Other Purposes with Consent: If we intend to use your personal data for a purpose that is not described in this Privacy Policy, we will explain that purpose at the time of collection and, if required, will obtain your consent. We will not use your personal information in ways that are incompatible with the purposes for which it was collected without notifying you and obtaining your consent if required.
We will only process personal data in a manner that is reasonably necessary and proportionate to achieve the purposes described above, or other purposes that we explain to you and are compatible with the original purpose of collection. We do not use your personal information for fully automated decisions that produce legal or similarly significant effects on you without human involvement; if we ever engage in such activity, we will comply with applicable law requirements (including providing notice and obtaining consent where required).
We may share your personal information with third parties, but only in the ways described below. We do not disclose your personal data to unrelated third parties for their own direct marketing purposes, and we do not sell your personal information for monetary or other valuable consideration. We also do not share your personal information for targeted advertising purposes unless you direct us to or as permitted by law (and you have the right to opt out of such sharing as described in Your Privacy Rights). The categories of third parties with whom we share data include:
Service Providers (Processors): We share personal data with third-party companies and individuals who perform services on our behalf. These service providers are contractually bound to process personal data only as needed to provide their services (for example, cloud hosting providers, IT support, email/SMS delivery services, payment processors, analytics companies, or marketing agencies). They are also required to keep your information confidential and secure. Sharing data with service providers for business purposes is not considered a “sale” of data under most privacy.
Healthcare Providers and Partners: If you use our mental health or telehealth Services, we may share relevant personal and health information with doctors, therapists, or clinics that are involved in your care (our “Care Providers”), but only as allowed by law and professional ethics. For example, our platform might connect you with a licensed therapist; in that case, information you provide for therapy will be accessible to that therapist. These Care Providers are often subject to healthcare privacy laws like HIPAA or 42 CFR Part 2, and we coordinate with them to protect your data. Any sharing of substance use disorder treatment records will fully comply with 42 CFR Part 2 (meaning we will not disclose those records without your written consent except in circumstances permitted by that law).
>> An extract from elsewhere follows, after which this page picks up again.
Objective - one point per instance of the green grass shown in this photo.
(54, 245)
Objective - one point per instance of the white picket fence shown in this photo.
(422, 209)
Affiliates: We may share your information with our parent company, subsidiaries, joint ventures, or other companies under common control with us (“affiliates”), in which case we will require them to honor this Privacy Policy. For instance, if Awesome U expands and sets up a related service under another corporate entity, your information might be shared between the Company and that affiliate to support and improve Services provided to you.
Business Partners: In some cases, we may partner with other organizations to offer co-branded services, promotions, or features (for example, a collaboration with a research institution or a wellness program through your employer). If you engage with such offerings, we might share information with the relevant partner with your consent or as necessary to fulfill the service. We will inform you at the time of data collection if any information will be shared with a partner and you will have the opportunity to opt out of that sharing if required by law.
Legal and Safety Disclosures: We may disclose information about you to government or law enforcement officials, regulators, or private parties as required by law or if we believe in good faith that such disclosure is reasonably necessary to (i) comply with any applicable law, regulation, subpoena/court order, or legal processftc.gov; (ii) enforce our Terms of Service or other agreements; (iii) detect, prevent, or otherwise address fraud, security or technical issues; or (iv) protect the rights, property, or safety of our users, the Company, or the public. This may include exchanging information with other companies and organizations for cybersecurity or fraud protection.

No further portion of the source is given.